The important legal issue of the impact of a possible misrepresentation by Mitsubishi as to projected sales was determined with reference to a clause in the Dealer Agreement usually referred to in legal circles as an “entire agreement” clause. This provision, which is now almost universal in these types of cases, specifically provided that the written agreement constituted the entire agreement between the parties and superseded any and all prior written or oral agreements or understandings. This particular clause even provided that:
“Dealer agrees that any oral statements of any MMSCAN personnel shall be of no force or effect and that Dealer has not relied on any such oral statements in entering into this Agreement.”
The Court found that this clause directly impacted the heart of Mr. Butera’s claim, which was that Mitsubishi misrepresented the future prospects of sales of its cars in Canada based on its past performance in the United States. As a result of the entire agreement clause, the Court found that this was not a viable argument even if Mitsubishi’s representatives had made misrepresentations.

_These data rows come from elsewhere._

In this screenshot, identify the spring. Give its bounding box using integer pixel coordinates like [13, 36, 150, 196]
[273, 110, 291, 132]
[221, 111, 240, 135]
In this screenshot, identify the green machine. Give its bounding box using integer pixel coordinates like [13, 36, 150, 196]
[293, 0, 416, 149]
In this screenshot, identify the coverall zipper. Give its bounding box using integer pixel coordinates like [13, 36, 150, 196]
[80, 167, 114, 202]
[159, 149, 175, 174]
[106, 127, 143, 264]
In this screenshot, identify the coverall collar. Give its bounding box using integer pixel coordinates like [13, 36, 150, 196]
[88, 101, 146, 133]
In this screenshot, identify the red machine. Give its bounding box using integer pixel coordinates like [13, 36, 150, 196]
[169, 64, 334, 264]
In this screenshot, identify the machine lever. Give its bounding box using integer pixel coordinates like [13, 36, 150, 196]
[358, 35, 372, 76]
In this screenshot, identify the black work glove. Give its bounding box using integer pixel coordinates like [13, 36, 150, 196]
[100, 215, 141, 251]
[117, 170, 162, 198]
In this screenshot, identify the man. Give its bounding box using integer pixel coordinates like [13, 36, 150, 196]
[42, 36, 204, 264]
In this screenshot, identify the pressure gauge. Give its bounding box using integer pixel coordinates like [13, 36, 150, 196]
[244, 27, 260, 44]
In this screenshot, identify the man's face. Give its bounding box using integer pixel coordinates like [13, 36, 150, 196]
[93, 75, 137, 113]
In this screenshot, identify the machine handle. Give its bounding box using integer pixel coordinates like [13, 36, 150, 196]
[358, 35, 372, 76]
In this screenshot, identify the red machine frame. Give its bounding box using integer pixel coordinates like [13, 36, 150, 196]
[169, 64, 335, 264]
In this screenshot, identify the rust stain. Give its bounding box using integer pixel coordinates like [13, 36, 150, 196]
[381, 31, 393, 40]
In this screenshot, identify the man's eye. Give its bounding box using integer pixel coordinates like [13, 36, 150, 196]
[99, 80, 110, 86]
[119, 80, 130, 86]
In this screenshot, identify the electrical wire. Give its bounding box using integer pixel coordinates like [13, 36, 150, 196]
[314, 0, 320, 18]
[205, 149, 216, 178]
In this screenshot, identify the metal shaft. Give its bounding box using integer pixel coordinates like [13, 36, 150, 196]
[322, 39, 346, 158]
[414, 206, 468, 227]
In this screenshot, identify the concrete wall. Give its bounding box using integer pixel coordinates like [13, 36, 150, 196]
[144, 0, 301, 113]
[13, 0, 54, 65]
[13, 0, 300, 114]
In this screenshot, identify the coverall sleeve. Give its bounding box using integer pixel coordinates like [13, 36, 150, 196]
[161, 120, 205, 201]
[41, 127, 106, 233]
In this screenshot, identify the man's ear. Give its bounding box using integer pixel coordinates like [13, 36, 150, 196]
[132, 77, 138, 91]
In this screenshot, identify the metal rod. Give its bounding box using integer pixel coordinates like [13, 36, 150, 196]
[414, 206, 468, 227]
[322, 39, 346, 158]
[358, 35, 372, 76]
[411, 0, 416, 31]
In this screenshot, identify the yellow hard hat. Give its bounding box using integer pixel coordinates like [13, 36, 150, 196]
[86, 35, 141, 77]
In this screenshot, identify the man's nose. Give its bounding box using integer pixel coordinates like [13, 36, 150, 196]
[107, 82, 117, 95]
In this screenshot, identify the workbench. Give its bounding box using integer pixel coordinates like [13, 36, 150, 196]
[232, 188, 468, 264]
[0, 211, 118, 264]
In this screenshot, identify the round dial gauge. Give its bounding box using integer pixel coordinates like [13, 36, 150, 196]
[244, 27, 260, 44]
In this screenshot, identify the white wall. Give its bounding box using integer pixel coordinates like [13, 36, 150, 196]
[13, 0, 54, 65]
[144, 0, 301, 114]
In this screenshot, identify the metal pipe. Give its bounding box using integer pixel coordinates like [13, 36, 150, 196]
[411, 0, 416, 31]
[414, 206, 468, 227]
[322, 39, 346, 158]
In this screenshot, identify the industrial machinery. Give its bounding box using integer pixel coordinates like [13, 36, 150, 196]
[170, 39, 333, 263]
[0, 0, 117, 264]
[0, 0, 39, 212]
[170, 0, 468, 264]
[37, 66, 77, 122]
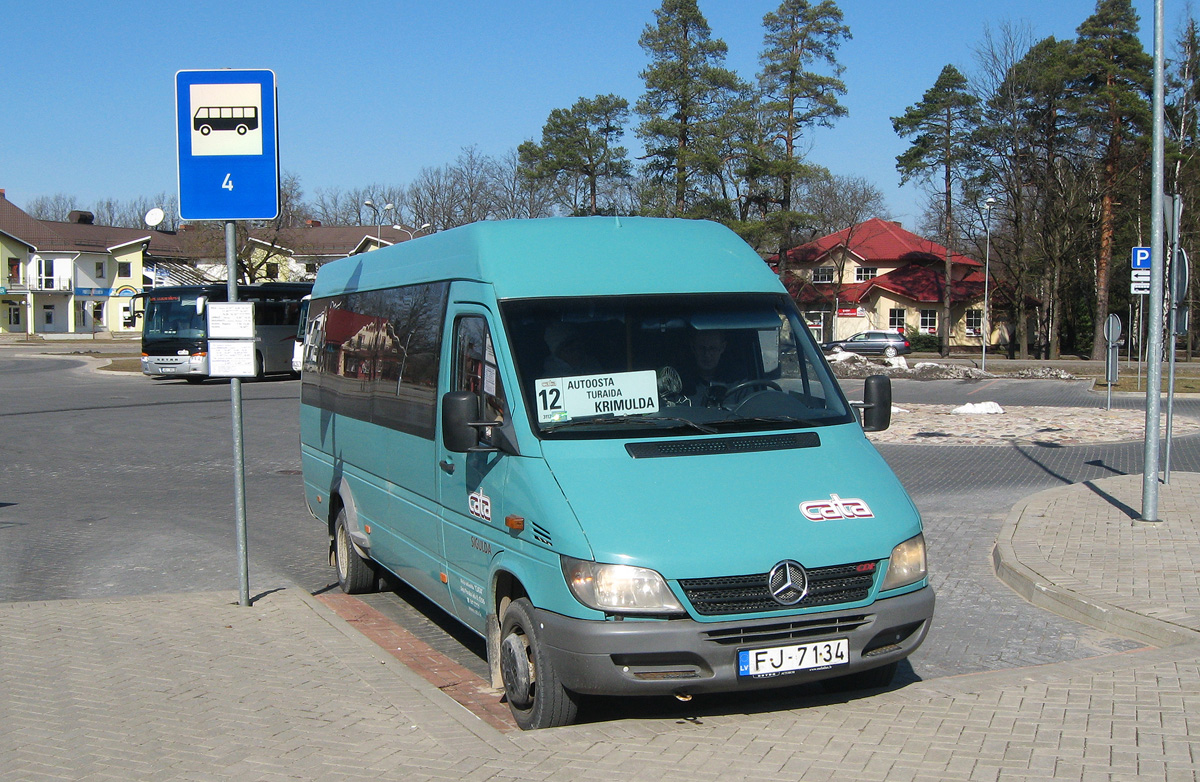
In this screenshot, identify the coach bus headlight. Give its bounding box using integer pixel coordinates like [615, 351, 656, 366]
[880, 535, 929, 591]
[562, 557, 684, 615]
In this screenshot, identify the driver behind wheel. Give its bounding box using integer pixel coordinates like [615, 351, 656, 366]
[679, 330, 745, 405]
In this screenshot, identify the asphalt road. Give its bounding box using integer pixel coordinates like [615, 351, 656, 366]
[0, 347, 1185, 700]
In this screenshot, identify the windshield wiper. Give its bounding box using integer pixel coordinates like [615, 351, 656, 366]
[709, 415, 827, 426]
[542, 415, 716, 434]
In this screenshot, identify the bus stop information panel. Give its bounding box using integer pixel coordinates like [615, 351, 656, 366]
[175, 71, 280, 219]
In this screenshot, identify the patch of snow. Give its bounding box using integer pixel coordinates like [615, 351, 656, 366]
[950, 402, 1004, 415]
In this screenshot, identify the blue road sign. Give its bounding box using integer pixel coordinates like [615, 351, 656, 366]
[175, 71, 280, 219]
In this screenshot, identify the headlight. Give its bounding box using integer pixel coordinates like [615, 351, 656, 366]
[880, 535, 929, 591]
[562, 557, 684, 614]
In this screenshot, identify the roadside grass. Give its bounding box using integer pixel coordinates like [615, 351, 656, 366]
[101, 355, 142, 372]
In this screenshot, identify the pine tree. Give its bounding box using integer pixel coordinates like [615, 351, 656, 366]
[517, 95, 630, 215]
[758, 0, 851, 252]
[1073, 0, 1153, 360]
[636, 0, 738, 217]
[892, 65, 979, 356]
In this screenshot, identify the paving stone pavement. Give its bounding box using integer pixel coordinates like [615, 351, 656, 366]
[0, 473, 1200, 782]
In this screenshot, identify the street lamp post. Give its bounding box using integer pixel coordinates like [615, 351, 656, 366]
[392, 223, 430, 239]
[979, 196, 996, 372]
[362, 198, 396, 247]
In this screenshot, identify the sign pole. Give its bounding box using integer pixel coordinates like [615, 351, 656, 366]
[226, 219, 250, 607]
[175, 68, 280, 606]
[1134, 0, 1165, 525]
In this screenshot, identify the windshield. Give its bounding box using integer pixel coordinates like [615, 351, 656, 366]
[142, 293, 206, 339]
[502, 294, 853, 437]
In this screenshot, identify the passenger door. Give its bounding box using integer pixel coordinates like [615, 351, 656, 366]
[437, 306, 510, 632]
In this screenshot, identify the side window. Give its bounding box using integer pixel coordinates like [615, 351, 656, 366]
[451, 315, 508, 439]
[301, 283, 449, 440]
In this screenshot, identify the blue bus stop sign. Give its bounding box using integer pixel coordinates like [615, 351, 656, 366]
[175, 71, 280, 219]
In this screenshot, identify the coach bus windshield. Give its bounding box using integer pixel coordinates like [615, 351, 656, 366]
[502, 294, 853, 438]
[142, 293, 208, 339]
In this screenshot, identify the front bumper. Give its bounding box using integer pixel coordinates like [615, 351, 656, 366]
[536, 587, 934, 696]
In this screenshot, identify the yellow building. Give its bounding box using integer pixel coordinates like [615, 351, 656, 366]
[0, 190, 194, 337]
[772, 218, 1008, 349]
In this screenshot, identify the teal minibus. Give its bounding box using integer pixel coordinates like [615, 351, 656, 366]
[300, 217, 934, 729]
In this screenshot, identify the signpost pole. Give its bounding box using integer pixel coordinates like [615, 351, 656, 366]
[1134, 0, 1165, 525]
[226, 219, 250, 607]
[175, 68, 280, 606]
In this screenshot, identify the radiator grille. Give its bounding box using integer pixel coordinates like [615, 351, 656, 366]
[679, 563, 878, 616]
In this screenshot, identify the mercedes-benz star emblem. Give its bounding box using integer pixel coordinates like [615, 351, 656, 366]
[767, 559, 809, 606]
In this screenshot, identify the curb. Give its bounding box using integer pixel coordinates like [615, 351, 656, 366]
[991, 483, 1200, 646]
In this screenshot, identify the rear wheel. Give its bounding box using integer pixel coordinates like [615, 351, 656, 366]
[334, 507, 379, 595]
[500, 597, 578, 730]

There is another aspect of the case relating to the alleged misrepresentations which is worth noting.
In law, a misrepresentation can only form the basis of a claim if it is a statement relating to an existing and ascertainable fact. Statements about prospective sales or other future events are regarded by the Court merely as expressions of opinion about the future. If a vendor provides a forecast and the forecast results are not achieved, the forecast will not constitute an untrue statement of a material fact as a matter of law. It probably will not constitute a misrepresentation giving rise to liability. If the vendor negligently misrepresents existing facts, that may be a different story – unless an entire agreement clause applies. But even an entire agreement clause won’t shield a vendor from an outright lie.
This case highlights the following points:
- When a manufacturer provides a forecast as to future results, don’t assume that this will give rise to liability in the event that the forecasts are not met; and
- An entire agreement clause will protect a vendor from liability for negligent misrepresentation.
Mr. Butera was buying into what was essentially a new venture. Had he been buying an existing store and had misrepresentations been made to him about the sales results for the store to date, the result may well have been different if that information had been false. When starting up a new venture, however, extra care should be taken.